I always hesitate to use actors when reading novels because there is often a lot of narration and not a ton of actual action, but this is a great way to make ANY chapter actable–by pulling out the action moments. Smart lady 🙂


I finally tried out this activity today (15 April) to review a story with my students, and it was great! We did have a few hurdles to jump through. Here is how it went:

Good: I projected the script on the board since the kids didn’t have a copy of the text (Cynthia had the kids looking through the chapter from the book when she used this event).

Good: I used the ‘Numbered Heads Together’ structure for the activity.
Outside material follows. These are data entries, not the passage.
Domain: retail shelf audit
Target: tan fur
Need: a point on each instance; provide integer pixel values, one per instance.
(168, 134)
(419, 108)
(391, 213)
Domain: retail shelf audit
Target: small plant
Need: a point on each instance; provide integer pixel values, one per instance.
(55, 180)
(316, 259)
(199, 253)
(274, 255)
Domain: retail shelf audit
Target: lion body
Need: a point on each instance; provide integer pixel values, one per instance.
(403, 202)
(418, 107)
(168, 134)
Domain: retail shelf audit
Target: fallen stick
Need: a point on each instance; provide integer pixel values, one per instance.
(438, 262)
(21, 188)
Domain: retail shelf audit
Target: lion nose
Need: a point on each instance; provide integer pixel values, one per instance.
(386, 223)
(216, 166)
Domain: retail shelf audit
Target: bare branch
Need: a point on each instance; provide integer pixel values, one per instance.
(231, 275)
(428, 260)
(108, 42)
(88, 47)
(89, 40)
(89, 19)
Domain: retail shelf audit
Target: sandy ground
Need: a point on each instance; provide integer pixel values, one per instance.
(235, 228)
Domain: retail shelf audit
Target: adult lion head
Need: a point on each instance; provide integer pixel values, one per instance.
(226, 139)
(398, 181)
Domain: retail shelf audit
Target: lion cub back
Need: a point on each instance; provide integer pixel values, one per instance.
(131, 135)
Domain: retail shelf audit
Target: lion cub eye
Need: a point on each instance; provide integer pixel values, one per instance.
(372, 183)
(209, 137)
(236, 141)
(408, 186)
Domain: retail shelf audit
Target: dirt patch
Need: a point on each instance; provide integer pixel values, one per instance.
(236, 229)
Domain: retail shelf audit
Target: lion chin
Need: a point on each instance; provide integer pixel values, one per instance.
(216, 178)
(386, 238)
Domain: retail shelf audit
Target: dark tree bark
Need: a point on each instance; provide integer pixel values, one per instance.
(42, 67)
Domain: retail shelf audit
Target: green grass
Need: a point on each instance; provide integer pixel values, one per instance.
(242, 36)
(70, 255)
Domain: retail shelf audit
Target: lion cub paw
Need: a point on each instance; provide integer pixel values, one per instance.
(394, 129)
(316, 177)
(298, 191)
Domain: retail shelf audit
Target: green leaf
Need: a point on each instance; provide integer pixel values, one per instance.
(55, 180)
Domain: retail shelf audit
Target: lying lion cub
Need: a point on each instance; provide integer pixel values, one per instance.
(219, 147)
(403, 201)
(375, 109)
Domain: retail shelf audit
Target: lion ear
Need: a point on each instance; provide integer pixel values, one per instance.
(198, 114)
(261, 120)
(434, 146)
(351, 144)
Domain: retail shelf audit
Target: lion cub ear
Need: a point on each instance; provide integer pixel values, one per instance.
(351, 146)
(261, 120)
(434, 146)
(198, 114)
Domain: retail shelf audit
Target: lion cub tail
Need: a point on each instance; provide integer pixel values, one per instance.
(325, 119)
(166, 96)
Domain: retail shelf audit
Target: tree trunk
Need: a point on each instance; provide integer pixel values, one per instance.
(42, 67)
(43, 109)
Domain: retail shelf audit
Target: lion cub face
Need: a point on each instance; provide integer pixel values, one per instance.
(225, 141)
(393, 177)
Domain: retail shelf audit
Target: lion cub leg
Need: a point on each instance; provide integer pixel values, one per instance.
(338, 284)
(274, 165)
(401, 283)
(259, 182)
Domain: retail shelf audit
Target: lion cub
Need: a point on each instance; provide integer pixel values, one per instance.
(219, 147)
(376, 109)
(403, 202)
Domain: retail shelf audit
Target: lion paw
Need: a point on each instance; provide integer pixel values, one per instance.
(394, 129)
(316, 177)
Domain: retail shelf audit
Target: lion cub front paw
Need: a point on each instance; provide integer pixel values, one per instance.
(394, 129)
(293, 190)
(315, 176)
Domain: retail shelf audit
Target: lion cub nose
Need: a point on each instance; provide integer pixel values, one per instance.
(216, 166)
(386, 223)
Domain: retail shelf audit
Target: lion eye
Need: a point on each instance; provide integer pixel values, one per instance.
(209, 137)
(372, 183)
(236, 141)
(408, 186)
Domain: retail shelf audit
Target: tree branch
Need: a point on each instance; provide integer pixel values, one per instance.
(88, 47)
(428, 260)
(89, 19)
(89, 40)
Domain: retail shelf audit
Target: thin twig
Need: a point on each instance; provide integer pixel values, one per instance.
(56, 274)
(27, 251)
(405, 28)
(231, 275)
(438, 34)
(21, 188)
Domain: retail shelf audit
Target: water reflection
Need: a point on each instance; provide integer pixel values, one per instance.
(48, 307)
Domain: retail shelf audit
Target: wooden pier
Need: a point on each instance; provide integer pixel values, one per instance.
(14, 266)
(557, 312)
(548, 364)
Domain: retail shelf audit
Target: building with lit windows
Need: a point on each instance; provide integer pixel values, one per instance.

Kids worked in groups of three and had to decide as a group what the event was–just talking, no writing. Then, I called out a letter (Person A, B, or C), and that person grabbed their group’s whiteboard and wrote down the event. They had to write it down exactly as it was written in the original text (forcing them to re-read it, versus working from their often inaccurate memories), and any group that got it right on their first try received a point.

Bad: I think I chose the wrong kids to be actors. They are good actors, but they needed too much ‘think time’. It was taking them FOREVER after they saw the scene to figure out what they were going to do. Meanwhile, the rest of the class was waiting…waiting…waiting. Choose your actors carefully!! I think that I would also give all of the events to the actors at the beginning so that they have time to look over upcoming events while the groups are thinking and discussing the current scene.

Bad: I chose bad scenes. Some of them were good, but some of them were too abstract. I had three girls, and I told the class that their roles could change throughout the course of the activity. Not a good idea. I needed to stick with one person for each character and not have anyone be an abstract something like a plant. It confused the actors and the rest of the class!

Good: After two scenes, I fired those actors and switched to a ‘charades’ format. I called up one person at a time to be the artist and draw the scene, and the activity continued the same way. This allowed us to do abstract scenes, and there was no role-switching. Not as entertaining as acting it out, but it was a good fix.

Bad: I didn’t keep track of points; I left that up to groups…and they either didn’t keep track or were not very honest. Punks!